The two radically different decisions

Despite the clear similarities between the two cases, the determinations by the judges in Ellsberg’s trial and Assange’s extradition hearing diverge markedly.

Judge Matthew Byrne believed that the charges against Ellsberg and his co-defendant raised “serious factual and legal issues”. But the government misconduct which came to light was simply too much for him to ignore.

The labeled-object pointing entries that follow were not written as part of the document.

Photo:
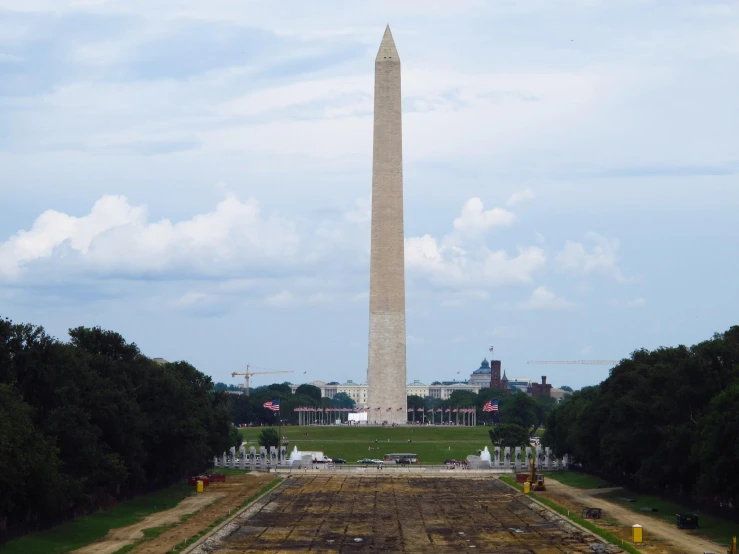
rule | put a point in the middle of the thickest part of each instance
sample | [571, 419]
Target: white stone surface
[386, 370]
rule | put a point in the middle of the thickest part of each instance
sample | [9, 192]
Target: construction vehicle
[248, 374]
[536, 482]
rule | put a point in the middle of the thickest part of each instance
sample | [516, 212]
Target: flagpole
[279, 416]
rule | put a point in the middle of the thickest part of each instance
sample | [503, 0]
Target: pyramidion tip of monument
[387, 49]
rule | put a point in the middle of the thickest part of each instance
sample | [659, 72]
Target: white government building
[358, 391]
[479, 379]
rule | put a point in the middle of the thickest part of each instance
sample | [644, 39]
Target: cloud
[504, 332]
[201, 304]
[458, 299]
[518, 197]
[602, 258]
[282, 299]
[461, 261]
[448, 264]
[476, 220]
[543, 298]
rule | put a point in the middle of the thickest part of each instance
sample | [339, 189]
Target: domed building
[481, 376]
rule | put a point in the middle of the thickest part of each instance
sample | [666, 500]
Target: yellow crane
[248, 374]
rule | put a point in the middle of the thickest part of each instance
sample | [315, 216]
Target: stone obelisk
[386, 394]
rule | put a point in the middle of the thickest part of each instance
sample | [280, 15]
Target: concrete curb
[226, 522]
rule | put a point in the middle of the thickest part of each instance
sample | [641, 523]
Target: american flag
[490, 406]
[273, 405]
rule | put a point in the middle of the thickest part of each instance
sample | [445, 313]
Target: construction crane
[583, 362]
[248, 374]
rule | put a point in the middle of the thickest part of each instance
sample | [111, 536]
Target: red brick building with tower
[537, 390]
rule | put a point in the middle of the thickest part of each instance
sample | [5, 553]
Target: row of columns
[324, 417]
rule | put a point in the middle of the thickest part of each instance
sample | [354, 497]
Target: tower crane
[248, 374]
[582, 362]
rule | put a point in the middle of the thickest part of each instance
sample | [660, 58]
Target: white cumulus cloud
[601, 258]
[458, 260]
[543, 298]
[475, 219]
[117, 238]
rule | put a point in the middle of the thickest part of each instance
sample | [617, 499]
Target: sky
[197, 177]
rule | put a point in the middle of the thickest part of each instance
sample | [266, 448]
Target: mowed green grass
[579, 480]
[432, 444]
[86, 530]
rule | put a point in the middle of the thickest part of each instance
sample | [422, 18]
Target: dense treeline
[665, 420]
[87, 422]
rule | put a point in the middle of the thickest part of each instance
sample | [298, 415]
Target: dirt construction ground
[343, 513]
[219, 499]
[660, 537]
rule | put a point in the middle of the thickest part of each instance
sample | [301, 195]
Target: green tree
[269, 437]
[509, 434]
[717, 445]
[30, 474]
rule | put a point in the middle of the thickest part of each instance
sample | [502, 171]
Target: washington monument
[386, 393]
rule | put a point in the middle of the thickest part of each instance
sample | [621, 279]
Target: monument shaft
[386, 373]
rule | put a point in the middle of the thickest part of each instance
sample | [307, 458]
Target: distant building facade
[540, 390]
[358, 391]
[481, 376]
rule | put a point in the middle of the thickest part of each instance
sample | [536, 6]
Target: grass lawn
[88, 529]
[432, 444]
[716, 529]
[578, 480]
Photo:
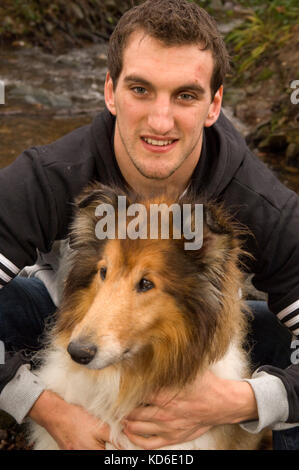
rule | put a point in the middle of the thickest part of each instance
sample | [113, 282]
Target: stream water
[47, 96]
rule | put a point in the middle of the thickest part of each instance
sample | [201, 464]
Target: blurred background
[53, 63]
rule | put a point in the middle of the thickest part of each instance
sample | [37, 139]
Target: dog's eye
[145, 285]
[103, 272]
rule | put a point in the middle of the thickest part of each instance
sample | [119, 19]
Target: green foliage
[267, 28]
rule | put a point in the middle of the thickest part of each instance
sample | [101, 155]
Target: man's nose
[160, 118]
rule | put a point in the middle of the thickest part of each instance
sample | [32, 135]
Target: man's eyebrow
[185, 87]
[136, 79]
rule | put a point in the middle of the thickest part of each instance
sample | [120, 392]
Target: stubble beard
[154, 176]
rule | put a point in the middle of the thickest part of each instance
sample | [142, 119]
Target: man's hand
[172, 418]
[71, 426]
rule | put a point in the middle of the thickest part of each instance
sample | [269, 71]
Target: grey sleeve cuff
[20, 394]
[272, 403]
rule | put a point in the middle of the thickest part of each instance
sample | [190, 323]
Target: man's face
[162, 101]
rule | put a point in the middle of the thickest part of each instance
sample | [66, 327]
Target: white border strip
[4, 276]
[8, 264]
[288, 310]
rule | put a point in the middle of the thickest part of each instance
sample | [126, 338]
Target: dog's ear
[97, 193]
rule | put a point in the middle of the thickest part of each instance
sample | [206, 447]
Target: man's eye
[186, 97]
[139, 90]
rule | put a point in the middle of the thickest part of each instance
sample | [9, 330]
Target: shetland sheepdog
[139, 315]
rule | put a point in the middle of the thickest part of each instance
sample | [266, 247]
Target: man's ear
[215, 108]
[109, 94]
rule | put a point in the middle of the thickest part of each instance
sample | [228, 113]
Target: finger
[103, 432]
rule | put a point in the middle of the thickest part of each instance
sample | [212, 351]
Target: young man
[163, 127]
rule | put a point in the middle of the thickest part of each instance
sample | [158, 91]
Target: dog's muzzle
[80, 352]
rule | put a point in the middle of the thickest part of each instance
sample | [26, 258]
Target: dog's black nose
[81, 352]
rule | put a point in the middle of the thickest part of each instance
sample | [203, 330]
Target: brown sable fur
[183, 324]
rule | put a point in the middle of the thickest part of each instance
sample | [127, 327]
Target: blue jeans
[25, 308]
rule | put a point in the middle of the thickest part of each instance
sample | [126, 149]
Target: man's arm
[71, 426]
[173, 418]
[23, 394]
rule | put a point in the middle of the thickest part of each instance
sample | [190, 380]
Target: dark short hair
[173, 22]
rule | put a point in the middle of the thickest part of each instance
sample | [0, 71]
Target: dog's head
[161, 293]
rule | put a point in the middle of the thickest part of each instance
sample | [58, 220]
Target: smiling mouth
[158, 143]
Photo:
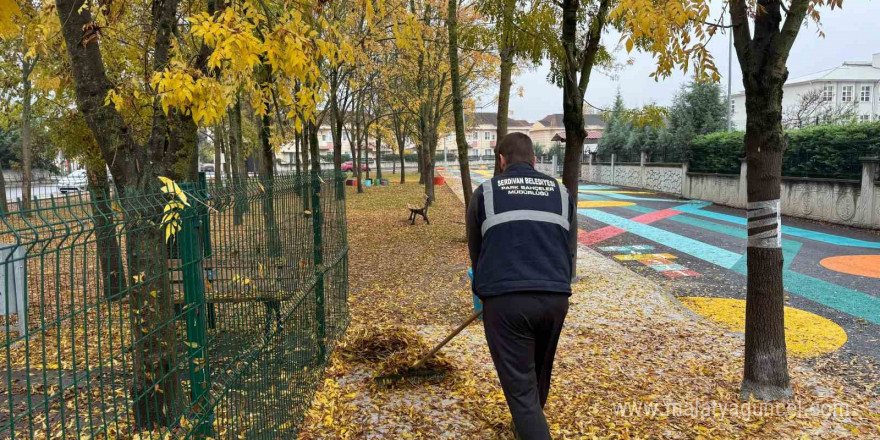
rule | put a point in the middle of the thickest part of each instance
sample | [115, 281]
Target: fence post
[743, 183]
[685, 180]
[189, 240]
[613, 159]
[643, 157]
[317, 227]
[870, 168]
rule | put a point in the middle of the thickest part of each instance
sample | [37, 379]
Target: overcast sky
[851, 34]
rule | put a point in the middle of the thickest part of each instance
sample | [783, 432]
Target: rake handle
[455, 333]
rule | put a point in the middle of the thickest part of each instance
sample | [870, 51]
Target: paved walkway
[697, 249]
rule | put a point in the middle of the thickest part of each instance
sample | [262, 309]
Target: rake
[417, 370]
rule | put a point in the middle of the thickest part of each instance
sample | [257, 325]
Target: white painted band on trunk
[770, 239]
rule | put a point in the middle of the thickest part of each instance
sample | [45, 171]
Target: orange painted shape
[860, 265]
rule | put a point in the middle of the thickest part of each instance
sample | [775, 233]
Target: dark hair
[516, 147]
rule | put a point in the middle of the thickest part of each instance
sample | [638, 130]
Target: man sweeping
[522, 236]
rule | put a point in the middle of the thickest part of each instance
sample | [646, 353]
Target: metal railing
[114, 327]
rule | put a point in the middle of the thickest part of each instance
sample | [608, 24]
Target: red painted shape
[656, 261]
[599, 235]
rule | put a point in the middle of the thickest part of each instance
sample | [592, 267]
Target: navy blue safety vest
[525, 224]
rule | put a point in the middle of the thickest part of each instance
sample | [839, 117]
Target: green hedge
[829, 151]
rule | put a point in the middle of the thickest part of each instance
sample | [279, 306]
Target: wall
[846, 202]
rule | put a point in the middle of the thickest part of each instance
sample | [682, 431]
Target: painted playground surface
[697, 249]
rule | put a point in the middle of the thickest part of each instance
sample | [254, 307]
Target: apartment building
[852, 82]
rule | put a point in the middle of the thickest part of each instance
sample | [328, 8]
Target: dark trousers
[522, 330]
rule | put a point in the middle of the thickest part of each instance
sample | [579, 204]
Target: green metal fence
[115, 329]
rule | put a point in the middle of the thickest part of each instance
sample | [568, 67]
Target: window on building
[866, 94]
[846, 94]
[828, 93]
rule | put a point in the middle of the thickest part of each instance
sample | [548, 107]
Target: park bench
[416, 211]
[226, 284]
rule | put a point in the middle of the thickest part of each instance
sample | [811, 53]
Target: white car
[73, 182]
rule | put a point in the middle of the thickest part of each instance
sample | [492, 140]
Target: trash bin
[478, 305]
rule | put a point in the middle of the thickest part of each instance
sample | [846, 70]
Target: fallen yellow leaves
[806, 334]
[625, 346]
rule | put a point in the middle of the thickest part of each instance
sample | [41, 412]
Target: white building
[481, 133]
[854, 81]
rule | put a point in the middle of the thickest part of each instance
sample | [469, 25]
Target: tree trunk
[367, 152]
[26, 152]
[763, 58]
[420, 164]
[313, 144]
[379, 156]
[218, 154]
[458, 104]
[227, 165]
[401, 145]
[336, 124]
[267, 175]
[505, 82]
[4, 207]
[113, 277]
[765, 373]
[239, 174]
[155, 384]
[297, 139]
[357, 165]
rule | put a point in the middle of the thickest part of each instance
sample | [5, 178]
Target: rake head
[411, 375]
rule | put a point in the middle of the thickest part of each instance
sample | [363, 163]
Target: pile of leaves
[392, 350]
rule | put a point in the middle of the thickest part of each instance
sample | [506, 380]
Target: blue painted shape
[665, 267]
[635, 247]
[643, 199]
[853, 302]
[846, 300]
[713, 254]
[790, 249]
[786, 230]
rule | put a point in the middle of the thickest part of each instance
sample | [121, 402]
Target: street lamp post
[729, 81]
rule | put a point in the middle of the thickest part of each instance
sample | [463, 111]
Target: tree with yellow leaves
[764, 31]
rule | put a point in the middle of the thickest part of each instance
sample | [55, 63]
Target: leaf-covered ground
[632, 362]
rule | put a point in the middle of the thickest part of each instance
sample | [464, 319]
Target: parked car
[73, 182]
[349, 166]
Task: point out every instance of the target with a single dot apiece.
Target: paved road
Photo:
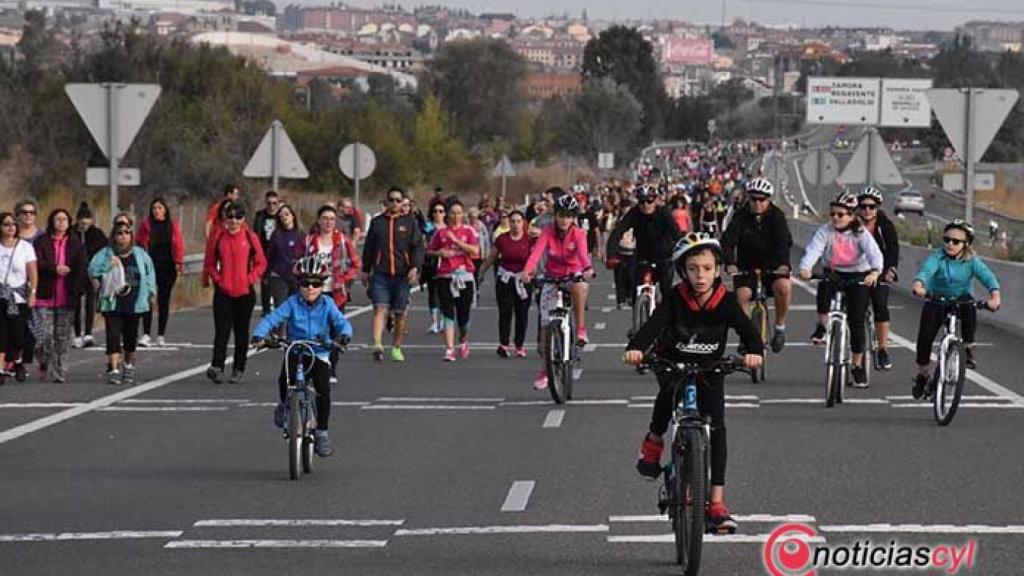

In dismissing the case against Ellsberg, judge Byrne said:

the conduct of the government has placed the case in such a posture that it precludes the fair dispassionate resolution of these issues by a jury

Byrne concluded that the:

totality of the circumstances of this case” offend “a sense of justice”. “The bizarre events have incurably infected the prosecution of this case…. I am of the opinion, in the present status of the case, that the only remedy available that would assure due process and the fair administration of justice is that this trial be terminated

By contrast, judge Baraitser was not swayed by the evidence of misconduct directed towards Assange or his legal team.

Baraitser wrote in her judgement that “it would be inappropriate for this court to make findings of fact on allegations still being investigated in Spain and on the basis of partial and incomplete evidence”. Paradoxically, by that logic, if the Spanish government decided not to launch a prosecution against Morales, the UC Global whistleblower testimony might have carried greater weight.

It’s unclear why an ongoing prosecution of Morales in Spain should have any bearing on Baraitser’s ability to weigh the reliability of the statements from UC Global employees. The case before Baraitser required her to consider whether Assange should be extradited. It did not require her to make a legal finding as to the guilt or innocence of Morales.

Baraitser also determined, perhaps somewhat naïvely, that there’s “no reason to assume” the surveillance of Assange and his lawyers related to the US case against him. The US government “would be aware that privileged communications and the fruits of any surveillance would not be seen by prosecutors assigned to the case”. Baraitser said any such evidence would be “inadmissible at Mr. Assange’s trial as a matter of US law”. This finding also misses the seriousness of the alleged criminal conduct and violation of Assange’s legal professional privilege. This would stand irrespective of whatever evidence is ultimately used from the surveillance in a future trial.

The case is ongoing

The US government has appealed Bairatser’s decision not to extradite Assange on health grounds. And its application, along with a reply from the defence, is being considered by the High Court. The defence has also filed a cross-appeal, which also seeks to challenge at least some of Baraitser’s findings.

US president Joe Biden has claimed that his presidency will mark a break from that of former president Donald Trump, including in relation to attacks against the press. But his government remains committed, at least for now, to Assange’s prosecution for his role in revealing war crimes, crimes against humanity, and other forms of wrongdoing by the state.